I was wondering if you would be willing to look into implementing the Cache Storage api

it was something i was looking into in the past... but it got abandoned.
it is pretty much tightly coupled with Request/Response classes

and i would like to use it to avoid having to make extra requests if i have the key (Request) cached locally.

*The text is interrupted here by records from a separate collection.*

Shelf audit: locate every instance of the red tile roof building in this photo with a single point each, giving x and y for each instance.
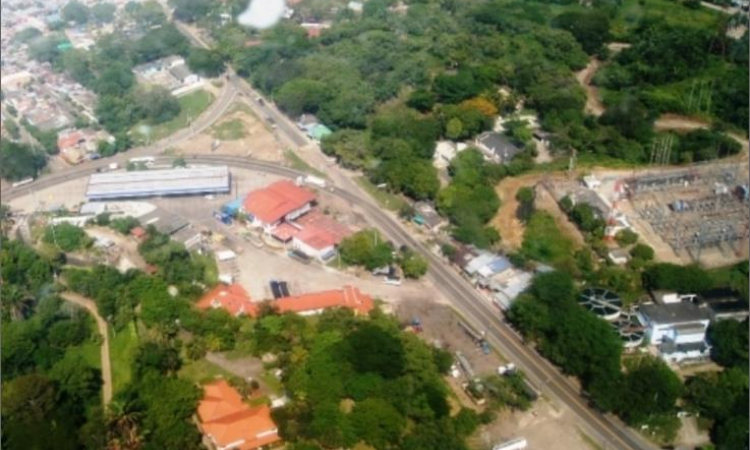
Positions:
(233, 298)
(229, 423)
(319, 235)
(309, 304)
(277, 202)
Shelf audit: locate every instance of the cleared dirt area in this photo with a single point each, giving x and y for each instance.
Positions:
(241, 133)
(511, 229)
(594, 103)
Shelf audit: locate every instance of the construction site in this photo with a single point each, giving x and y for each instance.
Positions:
(696, 211)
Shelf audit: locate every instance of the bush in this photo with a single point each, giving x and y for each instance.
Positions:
(642, 252)
(626, 237)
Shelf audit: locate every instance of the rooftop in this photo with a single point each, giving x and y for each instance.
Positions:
(349, 297)
(182, 181)
(233, 298)
(276, 200)
(674, 313)
(320, 231)
(226, 419)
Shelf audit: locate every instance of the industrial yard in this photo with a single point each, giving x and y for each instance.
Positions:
(700, 212)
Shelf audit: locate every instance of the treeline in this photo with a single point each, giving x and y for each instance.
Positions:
(20, 161)
(587, 347)
(49, 388)
(663, 54)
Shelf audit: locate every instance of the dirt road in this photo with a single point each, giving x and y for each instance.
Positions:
(511, 229)
(90, 306)
(594, 103)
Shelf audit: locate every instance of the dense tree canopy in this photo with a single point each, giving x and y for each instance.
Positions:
(19, 161)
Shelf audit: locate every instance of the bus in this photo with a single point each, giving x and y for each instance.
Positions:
(22, 182)
(147, 160)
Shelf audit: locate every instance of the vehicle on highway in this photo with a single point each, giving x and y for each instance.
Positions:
(392, 281)
(22, 182)
(299, 256)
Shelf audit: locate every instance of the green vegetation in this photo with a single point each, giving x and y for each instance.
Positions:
(123, 344)
(393, 202)
(298, 163)
(48, 385)
(231, 130)
(191, 106)
(202, 371)
(19, 161)
(721, 398)
(67, 237)
(366, 248)
(543, 241)
(586, 346)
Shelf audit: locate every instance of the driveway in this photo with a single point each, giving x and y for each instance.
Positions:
(90, 306)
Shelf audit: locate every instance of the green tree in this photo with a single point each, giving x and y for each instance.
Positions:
(302, 96)
(103, 12)
(366, 248)
(208, 63)
(590, 28)
(76, 11)
(729, 343)
(76, 379)
(649, 388)
(19, 161)
(156, 103)
(190, 10)
(378, 423)
(29, 398)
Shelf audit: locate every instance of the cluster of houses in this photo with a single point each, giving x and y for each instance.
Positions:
(286, 212)
(171, 73)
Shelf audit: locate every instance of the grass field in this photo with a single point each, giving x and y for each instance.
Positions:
(89, 350)
(192, 105)
(383, 197)
(123, 344)
(298, 163)
(202, 371)
(543, 241)
(230, 130)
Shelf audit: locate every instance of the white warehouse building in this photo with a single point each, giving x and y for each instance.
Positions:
(153, 183)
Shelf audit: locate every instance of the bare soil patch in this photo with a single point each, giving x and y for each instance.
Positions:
(511, 229)
(258, 141)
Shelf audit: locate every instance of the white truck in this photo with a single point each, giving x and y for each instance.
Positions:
(311, 180)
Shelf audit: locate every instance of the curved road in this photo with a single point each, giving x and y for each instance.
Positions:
(605, 428)
(90, 306)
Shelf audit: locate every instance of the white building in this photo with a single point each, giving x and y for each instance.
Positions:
(676, 326)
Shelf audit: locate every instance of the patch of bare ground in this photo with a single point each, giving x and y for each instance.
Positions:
(594, 103)
(257, 140)
(506, 222)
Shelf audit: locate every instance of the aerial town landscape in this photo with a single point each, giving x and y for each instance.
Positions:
(374, 224)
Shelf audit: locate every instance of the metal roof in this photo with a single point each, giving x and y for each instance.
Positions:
(146, 183)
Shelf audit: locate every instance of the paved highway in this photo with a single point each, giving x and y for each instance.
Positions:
(604, 428)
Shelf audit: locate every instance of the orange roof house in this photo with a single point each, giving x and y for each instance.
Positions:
(229, 423)
(277, 201)
(233, 298)
(308, 304)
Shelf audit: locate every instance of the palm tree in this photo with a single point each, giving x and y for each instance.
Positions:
(16, 302)
(122, 426)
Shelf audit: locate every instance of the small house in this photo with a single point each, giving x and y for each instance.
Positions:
(496, 147)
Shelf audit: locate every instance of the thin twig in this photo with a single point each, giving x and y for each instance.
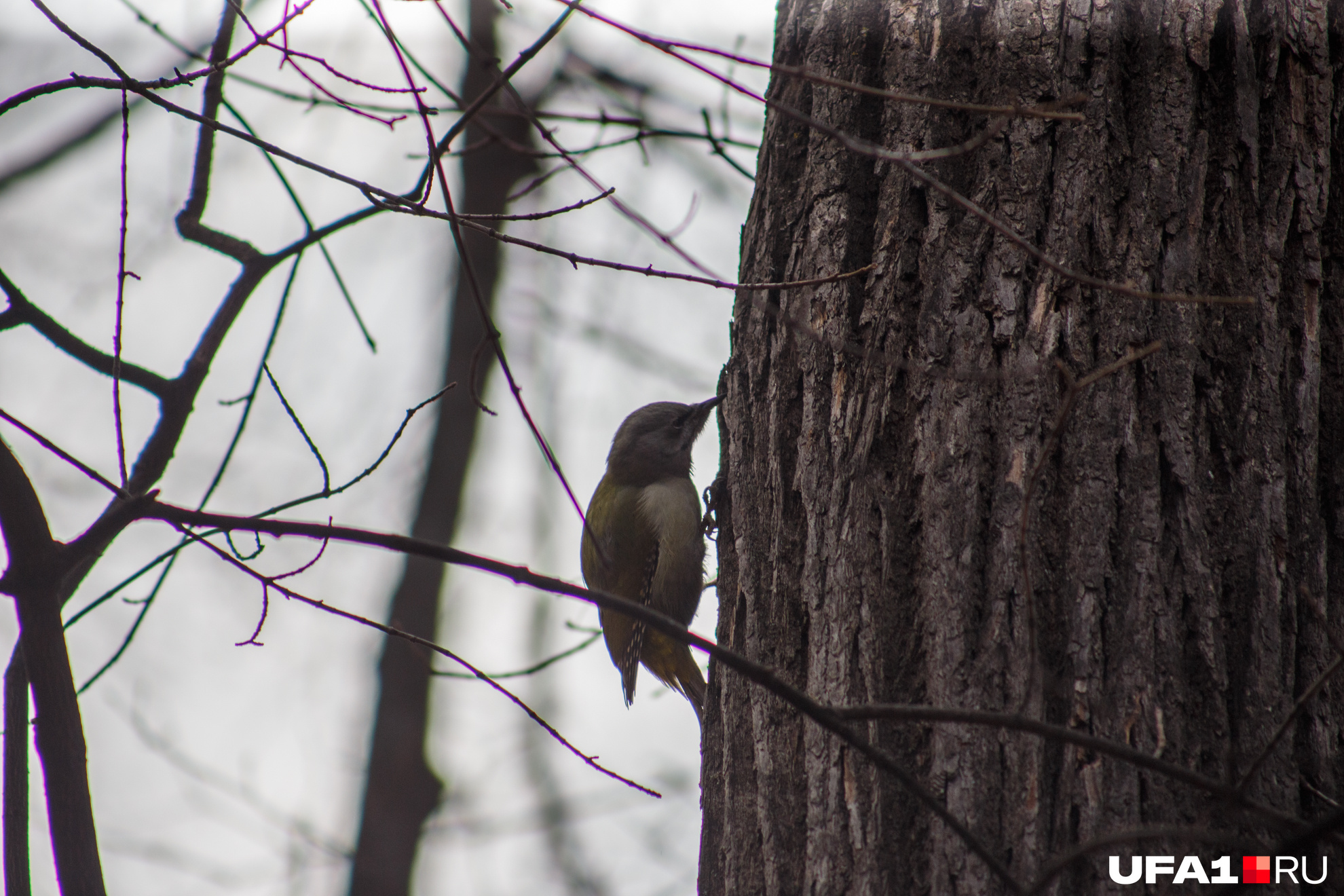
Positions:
(430, 645)
(1292, 716)
(531, 669)
(122, 295)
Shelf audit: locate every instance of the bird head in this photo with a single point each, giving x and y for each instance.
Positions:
(654, 444)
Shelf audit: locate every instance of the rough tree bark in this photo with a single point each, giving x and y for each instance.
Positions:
(401, 790)
(1183, 528)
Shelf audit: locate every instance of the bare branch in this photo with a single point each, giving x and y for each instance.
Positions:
(23, 312)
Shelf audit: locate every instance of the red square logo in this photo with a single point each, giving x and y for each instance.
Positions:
(1254, 870)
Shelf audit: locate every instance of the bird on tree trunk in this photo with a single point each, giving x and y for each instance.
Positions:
(643, 542)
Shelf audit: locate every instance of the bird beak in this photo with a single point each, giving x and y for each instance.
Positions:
(699, 414)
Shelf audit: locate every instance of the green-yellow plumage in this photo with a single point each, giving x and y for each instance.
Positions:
(644, 543)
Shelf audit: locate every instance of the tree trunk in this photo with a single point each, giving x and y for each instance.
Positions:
(401, 790)
(1184, 524)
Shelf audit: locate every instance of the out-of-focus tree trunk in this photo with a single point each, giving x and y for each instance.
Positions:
(1191, 515)
(401, 790)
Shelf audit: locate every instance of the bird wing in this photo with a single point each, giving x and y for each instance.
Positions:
(620, 557)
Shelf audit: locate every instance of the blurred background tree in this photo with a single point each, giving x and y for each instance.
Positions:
(242, 768)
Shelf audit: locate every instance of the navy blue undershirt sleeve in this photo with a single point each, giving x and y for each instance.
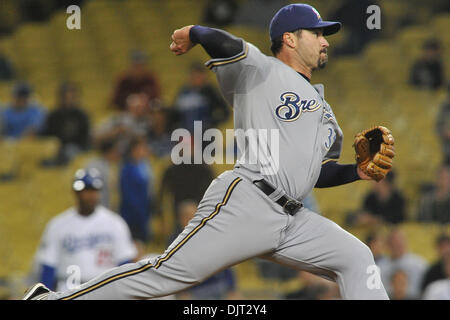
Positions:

it's also in fact tightly coupled with the cache option in Request too.
it would be neat if this could just work with some default storage and Request / Responses where saved locally on the disc somewhere.

fetch(url, {
  cache: "no-cache", // *default, no-cache, reload, force-cache, only-if-cached
})

manual working with caches works to...

    caches.match(request).then((response) => {
      // caches.match() always resolves
      // but in case of success response will have value
      if (response !== undefined) {
        return response;
      } else {
        return fetch(event.request)
          .then((response) => {
            // response may be used only once
            // we need to save clone to put one copy in cache
            // and serve second one
            let responseClone = response.clone();

            caches.open("v1").then((cache) => {
              cache.put(event.request, responseClone);
            });
            return response;
          })
          .catch(() => caches.match("/gallery/myLittleVader.jpg"));
      }
    })

(taken from mdn)

maybe caches.open('node:undici') could store the default request / responses from fetch when using the cache option?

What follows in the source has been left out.